Last week I posted about the competition that was brewing over the acquisition of DoubleClick, with Microsoft being the initial front runner. Well it appears that Google has stolen the deal for a cool US$3.1 billion.
So what does the acquisition of DoubleClick really mean for the search engine and online marketing industry?
For Google, it’s a real chance for them to tap into top end online brand marketing where significant dollars are spent by major corporations. It’s an interesting move considering the effort that has gone into expanding AdSense’s media options, but as DoubleClick has strong brand equity already – they will be covering both ends of the market.

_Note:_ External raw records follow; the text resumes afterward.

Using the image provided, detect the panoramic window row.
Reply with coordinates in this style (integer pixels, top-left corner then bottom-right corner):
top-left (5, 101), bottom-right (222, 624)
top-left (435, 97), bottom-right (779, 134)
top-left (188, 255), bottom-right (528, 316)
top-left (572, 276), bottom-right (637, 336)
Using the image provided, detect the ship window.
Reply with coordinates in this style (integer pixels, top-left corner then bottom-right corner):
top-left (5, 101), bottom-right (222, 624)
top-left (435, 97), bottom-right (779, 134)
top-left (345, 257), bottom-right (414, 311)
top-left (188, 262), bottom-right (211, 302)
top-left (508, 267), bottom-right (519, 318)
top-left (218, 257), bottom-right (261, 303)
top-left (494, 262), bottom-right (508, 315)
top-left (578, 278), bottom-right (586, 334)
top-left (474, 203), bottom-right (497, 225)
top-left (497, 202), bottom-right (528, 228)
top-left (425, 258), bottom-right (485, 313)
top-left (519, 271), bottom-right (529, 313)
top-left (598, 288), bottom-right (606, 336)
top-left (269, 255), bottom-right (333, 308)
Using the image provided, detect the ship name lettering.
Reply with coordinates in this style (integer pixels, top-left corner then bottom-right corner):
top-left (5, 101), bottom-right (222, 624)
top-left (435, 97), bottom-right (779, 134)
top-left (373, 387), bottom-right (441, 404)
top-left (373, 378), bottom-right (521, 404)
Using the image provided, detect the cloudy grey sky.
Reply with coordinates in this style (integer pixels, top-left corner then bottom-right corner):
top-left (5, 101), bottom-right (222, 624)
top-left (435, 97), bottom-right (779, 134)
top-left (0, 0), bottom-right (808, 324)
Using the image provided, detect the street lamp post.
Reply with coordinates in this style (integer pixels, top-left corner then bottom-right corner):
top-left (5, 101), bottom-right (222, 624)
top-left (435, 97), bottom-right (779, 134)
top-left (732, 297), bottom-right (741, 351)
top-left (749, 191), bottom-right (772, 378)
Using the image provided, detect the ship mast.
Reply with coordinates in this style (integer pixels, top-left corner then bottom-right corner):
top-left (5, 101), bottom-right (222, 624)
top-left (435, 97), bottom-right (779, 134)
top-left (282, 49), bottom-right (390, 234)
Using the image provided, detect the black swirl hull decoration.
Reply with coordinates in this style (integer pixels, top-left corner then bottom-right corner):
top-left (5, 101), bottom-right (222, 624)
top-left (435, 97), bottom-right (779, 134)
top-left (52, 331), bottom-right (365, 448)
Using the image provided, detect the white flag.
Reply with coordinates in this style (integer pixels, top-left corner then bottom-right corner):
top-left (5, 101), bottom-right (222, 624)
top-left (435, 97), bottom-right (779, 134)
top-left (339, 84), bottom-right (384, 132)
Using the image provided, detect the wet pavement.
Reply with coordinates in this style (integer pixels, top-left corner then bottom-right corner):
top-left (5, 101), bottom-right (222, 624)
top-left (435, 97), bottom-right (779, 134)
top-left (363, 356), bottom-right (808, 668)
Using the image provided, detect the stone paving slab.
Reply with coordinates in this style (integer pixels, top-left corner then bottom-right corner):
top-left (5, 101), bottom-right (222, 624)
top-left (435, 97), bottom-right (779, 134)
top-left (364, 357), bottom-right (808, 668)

More importantly, it further increases their ad publishing real estate. Considering how much space they already have with the AdSense network, DoubleClick’s portfolio of websites will be a welcome addition to the Google range.
As for Microsoft and Yahoo!, the new deal is another nail in the coffin (so to speak). The competitive gap between Google and Microsoft just gets bigger and bigger. While Yahoo! already has its own display advertising subsidiary, DoubleClick was considered by many to be Microsoft’s last hope.
The Google – DoubleClick deal has many rivals questioning the competitive equity in the online advertising market. Many are concerned about the advertising monopoly that is developing. It’ll be interesting to see whether regulatory intervention occurs.